Why are there worms in the soil? One of the many questions I have asked myself in the course of a day. Everything in the natural world usually has a function. Worms create tunnels in the soil. These tunnels act as a pathway for roots to travel. Worms ingest decomposed leaves and organic matter. This is probably why they stay within one foot or so of the earth’s surface. We very seldom find worms in clay or very sandy soil; places roots don’t like to hang out. Worms also aerate the soil. Their travels create small air tunnels just under the soil surface. Our native earthworms are small one inch creatures; very narrow and delicate. Large earthworms or night crawlers are slimy worms from other continents. They accompanied the soil from roots of plants brought from other lands. When trees, shrubs and perennial roots use these earthworm holes to wander through the soil, there is an air transfer at work that’s keeps our landscape healthier. Soil that has been compacted through super saturation can choke plants and create an unhealthy environment. I mention all these factors because I am seeing some very strange plant phenomenon in the woods.
Since mid-August we have had almost thirty inches of rain. The unusually heavy rain occurring this time of year has stressed many trees and is drowning many plants in the landscape. I’m seeing yellowing and browning on leaves and leaf tips on some maples are turning that characteristic black when plants get too much water. These conditions are most pronounced in heavier soils that tend to drain much slower. It’s all a function of climate change. What’s next? I don’t believe any one knows, but stay tuned as I plan on following these changes very closely.

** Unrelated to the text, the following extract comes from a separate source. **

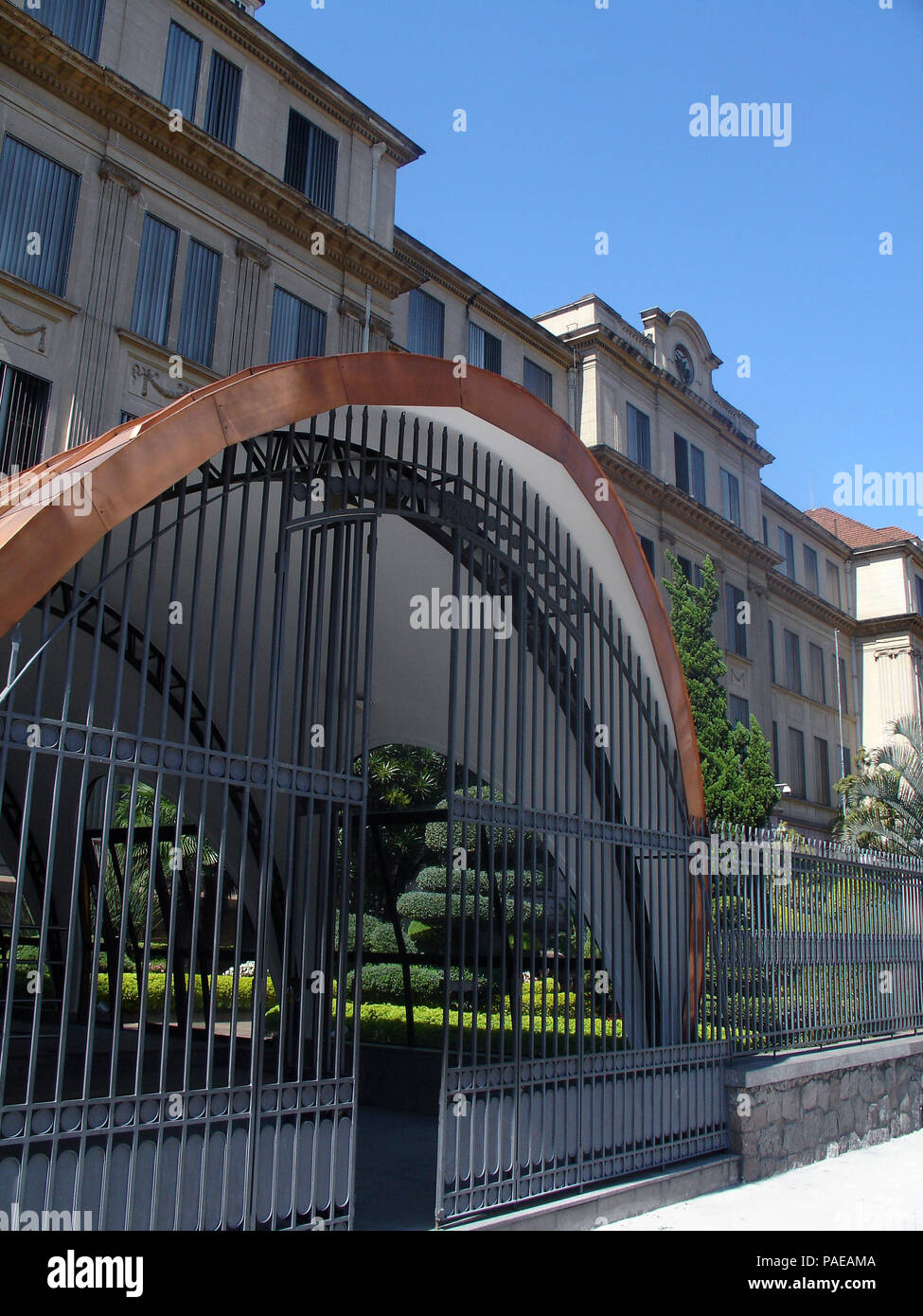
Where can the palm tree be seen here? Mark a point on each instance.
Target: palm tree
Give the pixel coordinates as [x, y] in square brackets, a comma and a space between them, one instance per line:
[883, 796]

Don’t fret, it’s October, one of our favorite times of the year. It’s the season to put away the mower and get ready to compost the leaves. October begins green and ends gray; but in between, we have some of the greatest color on the planet. October is the time of year to relax and smell the apple punk. October is long hikes in the deep woods to enjoy the maple, hickory and birch hues. October is our first frost. October is the beginning of the fall rainy season….uh-oh! October is stacking up the wood pile. October is windy. October is the hunter’s moon. October is geese flying south before winter sets in. October is the night sky full of stars. October is good eats. October is getting out the long johns and feety pajamas. October is grrrrrrrrrreat!